Beda dalam sistem parlementer, dimana Perdana Menteri dapat membubarkan parlemen (DPR). Pembubaran parlemen dilakukan sebagai bentuk penyeimbang kekuasaan dan untuk mengatasi kebuntuan politik antara eksekutif dan legislatif.

Prasyarat kondisi yang biasanya ditentukan dalam konsitusi, adalah terjadinya kebuntuan politik antara eksekutif (kabinet) dan legislatif (parlemen). Gambaran sederhana di beberapa negara bila hal tersebut terjadi adalah, Perdana Menteri sebagai pimpinan kabinet, mengajukan permohonan kepada Presiden untuk membubarkan parlemen dan mengadakan pemilihan umum ulang bagi anggota parlemen.

Bila permohonan itu disetujui dan disahkan oleh Presiden, maka secara resmi anggota parlemen akan melepaskan jabatannya. Dan dalam waktu yang ditentukan, akan ada pemilihan ulang untuk memilih anggota parlemen (DPR) yang baru.

Administrasi pemerintahan rutin dan penyelenggaraan Pemilu biasanya akan dipegang oleh kabinet demisioner sampai dengan parlemen (DPR) baru terbentuk dan berhasil memilih perdana menteri dan kabinet yang baru.

Prinsip yang dijunjung tinggi dalam sistem parlementer adalah keputusan akhir tetap ada di tangan rakyat, hal ini yang menyamakan dengan sistem demokrasi Pancasila (Presidential) karena keputusan akhir harusnya tetap di tangan rakyat bukan pada oligarki.

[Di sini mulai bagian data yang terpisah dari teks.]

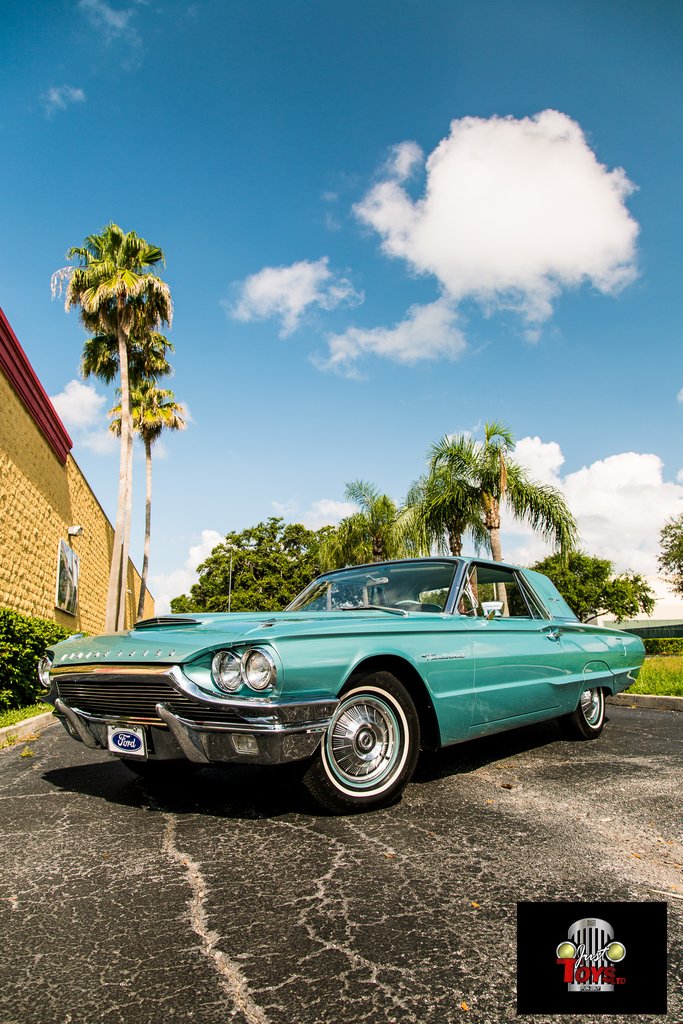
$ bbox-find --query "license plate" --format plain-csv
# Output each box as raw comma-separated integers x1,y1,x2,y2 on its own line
106,725,147,758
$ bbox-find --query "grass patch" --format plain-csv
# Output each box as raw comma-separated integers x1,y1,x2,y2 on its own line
626,654,683,697
0,700,51,729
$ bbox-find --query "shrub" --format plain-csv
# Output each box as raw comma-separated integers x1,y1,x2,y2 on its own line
0,608,74,711
643,637,683,654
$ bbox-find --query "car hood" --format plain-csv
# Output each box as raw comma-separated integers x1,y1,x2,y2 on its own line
50,609,444,668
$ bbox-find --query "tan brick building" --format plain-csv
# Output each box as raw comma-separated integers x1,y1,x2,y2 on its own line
0,309,154,633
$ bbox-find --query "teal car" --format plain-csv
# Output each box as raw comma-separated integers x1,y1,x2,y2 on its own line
39,557,644,812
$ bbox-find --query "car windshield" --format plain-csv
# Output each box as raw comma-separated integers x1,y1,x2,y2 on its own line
288,561,457,611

Dengan kondisi sekarang, rakyat seharusnya tidak anarkis dan brutal jika Anggota DPR tidak pongah, sombong, dan tidak senonoh dalam berucap dan bersikap, termasuk sikap mengabaikan suara publik, khususnya pimpinan komisi bersama pimpinan Parpol yang selama ini mengekang dan mengendalikan anggota legislstif, sehingga tri fungsi legislatif menjadi tumpul. Hal ini terjadi karena DPR tidak mampu lagi menampung dan menyaring aspirasi rakyat, melainkan menjadi stempel legimate bagi kekuasaan oligarki.

Apakah prakondisi ini yang mau dimanfaatkan oleh kelompok tertentu untuk menggiring opini publik, seakan-akan Presiden Prabowo tidak mampu mengurus negara? Ataukah ingin mendesain cipta kondisi “negara chaos”, agar Pilpres bisa diulang? Lalu siapa otak dan sutradara di balik layar panggung politik?

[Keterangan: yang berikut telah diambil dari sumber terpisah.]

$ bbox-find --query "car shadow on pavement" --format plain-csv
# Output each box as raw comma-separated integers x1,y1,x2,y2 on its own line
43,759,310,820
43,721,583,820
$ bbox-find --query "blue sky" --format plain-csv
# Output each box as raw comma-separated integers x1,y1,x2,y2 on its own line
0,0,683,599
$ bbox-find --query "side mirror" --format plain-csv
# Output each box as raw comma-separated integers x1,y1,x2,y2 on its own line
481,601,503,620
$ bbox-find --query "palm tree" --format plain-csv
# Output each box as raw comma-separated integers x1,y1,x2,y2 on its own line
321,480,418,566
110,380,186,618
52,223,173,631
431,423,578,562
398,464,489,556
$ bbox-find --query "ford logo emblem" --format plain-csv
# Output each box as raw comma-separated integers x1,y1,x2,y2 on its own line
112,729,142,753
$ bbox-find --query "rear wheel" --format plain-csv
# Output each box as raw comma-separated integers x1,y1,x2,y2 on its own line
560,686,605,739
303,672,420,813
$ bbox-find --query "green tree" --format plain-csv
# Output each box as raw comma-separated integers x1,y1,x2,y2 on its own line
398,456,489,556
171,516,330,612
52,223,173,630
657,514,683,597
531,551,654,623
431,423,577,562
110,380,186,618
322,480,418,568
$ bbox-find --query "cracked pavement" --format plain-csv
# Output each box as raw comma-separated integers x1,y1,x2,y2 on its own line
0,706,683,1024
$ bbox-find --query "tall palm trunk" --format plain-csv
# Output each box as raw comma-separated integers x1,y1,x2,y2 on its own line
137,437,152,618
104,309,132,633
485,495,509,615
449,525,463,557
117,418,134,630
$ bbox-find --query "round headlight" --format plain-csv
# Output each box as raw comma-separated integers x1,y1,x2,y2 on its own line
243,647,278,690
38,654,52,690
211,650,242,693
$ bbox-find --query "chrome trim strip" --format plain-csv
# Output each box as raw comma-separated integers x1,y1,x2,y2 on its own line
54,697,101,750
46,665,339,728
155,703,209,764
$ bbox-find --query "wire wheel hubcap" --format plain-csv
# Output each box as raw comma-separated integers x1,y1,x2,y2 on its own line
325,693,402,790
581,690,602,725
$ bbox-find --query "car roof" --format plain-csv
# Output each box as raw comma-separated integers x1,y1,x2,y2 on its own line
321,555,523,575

Belum terlambat bagi Anggota DPR untuk “Sehatkan Demokrasi” dengan mengembalikan kedaulatan rakyat sesuai UUD 1945 (Asli), sebelum Nusantara dipecah lalu dikuasai oleh Asing dan Aseng.

Hal ini perlu menjadi renungan dan kajian politis bagi segenap anggota DPR, yang terkena dampak langsung dari kemarahan rakyat sebagai konstituen. Karena kerusuhan, pembakaran Gedung DPRD, dan penjarahan milik anggota DPR, adalah cermin kesenjangan antara DPR dengan rakyat yang diwakilinya serta wujud dari kebuntuan saluran demokrasi.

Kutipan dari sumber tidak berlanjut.